How small did you set dt and what was the percent difference that you found? Did the percent difference get smaller?
Kepler's 3rd law is a relationship between the period of the orbit and the distance that the object is orbiting. Larger distances take longer to complete an orbit which is why planets like Jupiter take many many (earth) years to orbit the sun whereas the earth, which is closer to the sun that Jupiter, makes an orbit of the sun every 365 days.
Kepler's third law states that the square of the period of the orbit (such as the period that we are measuring in our code) is related to the cube of the semi-major axis for the orbit. The semi-major axis is essentially how wide the ellipse is and then divide by two.
As a challenge, see if you can confirm the relationship between the period of the orbit and the semi-major axis.
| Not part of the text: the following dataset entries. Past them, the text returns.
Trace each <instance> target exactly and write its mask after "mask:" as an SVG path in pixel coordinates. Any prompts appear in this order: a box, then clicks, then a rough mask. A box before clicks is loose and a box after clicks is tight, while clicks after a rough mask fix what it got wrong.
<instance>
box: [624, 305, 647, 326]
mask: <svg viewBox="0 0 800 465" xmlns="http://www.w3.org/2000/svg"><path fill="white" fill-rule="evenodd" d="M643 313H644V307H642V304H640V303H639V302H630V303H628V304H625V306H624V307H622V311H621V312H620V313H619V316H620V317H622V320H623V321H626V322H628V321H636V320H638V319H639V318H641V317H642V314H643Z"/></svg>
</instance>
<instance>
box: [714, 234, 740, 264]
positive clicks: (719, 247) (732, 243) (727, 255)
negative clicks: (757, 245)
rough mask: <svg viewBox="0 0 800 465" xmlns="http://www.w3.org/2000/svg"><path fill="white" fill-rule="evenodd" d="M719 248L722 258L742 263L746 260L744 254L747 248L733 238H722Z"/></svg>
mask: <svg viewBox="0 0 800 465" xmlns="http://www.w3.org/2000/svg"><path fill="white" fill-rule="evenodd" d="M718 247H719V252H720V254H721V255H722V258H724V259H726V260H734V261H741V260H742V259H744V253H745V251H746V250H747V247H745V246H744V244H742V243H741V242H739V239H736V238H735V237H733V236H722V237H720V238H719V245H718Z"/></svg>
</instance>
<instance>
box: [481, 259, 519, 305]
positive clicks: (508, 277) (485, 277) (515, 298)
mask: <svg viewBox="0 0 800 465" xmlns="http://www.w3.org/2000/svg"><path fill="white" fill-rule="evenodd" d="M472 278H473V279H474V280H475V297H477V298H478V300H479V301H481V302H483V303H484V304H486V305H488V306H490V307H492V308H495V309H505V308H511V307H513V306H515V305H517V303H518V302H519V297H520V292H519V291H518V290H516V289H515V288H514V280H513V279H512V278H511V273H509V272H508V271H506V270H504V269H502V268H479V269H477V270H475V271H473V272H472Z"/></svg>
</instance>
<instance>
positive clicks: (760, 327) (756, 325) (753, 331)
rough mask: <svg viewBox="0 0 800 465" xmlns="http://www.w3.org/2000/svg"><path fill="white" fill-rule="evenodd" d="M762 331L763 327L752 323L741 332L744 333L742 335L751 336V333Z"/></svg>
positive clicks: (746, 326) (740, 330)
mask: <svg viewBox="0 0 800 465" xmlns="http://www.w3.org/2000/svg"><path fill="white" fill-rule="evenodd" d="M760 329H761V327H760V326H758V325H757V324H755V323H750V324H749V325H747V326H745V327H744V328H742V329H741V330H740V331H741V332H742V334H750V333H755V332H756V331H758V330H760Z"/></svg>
You can change the variables at the beginning of the code to give the object a different position or velocity, or you can set usemouse = true; and test out different positions and velocities that way.
Advice #1: If you can measure the closest distance ($r_{\rm min}$) and the furthest distance ($r_{\rm max}$) from the program then the semi-major axis would just be $(r_{\rm max} + r_{\rm min})/2$
Advice #2: Part of what makes this challenging is that if the object gets too close to the sun then the velocity and acceleration get so large that the code may make too many mistakes to give an accurate solution. A warning that says "too close!" will appear if this happens.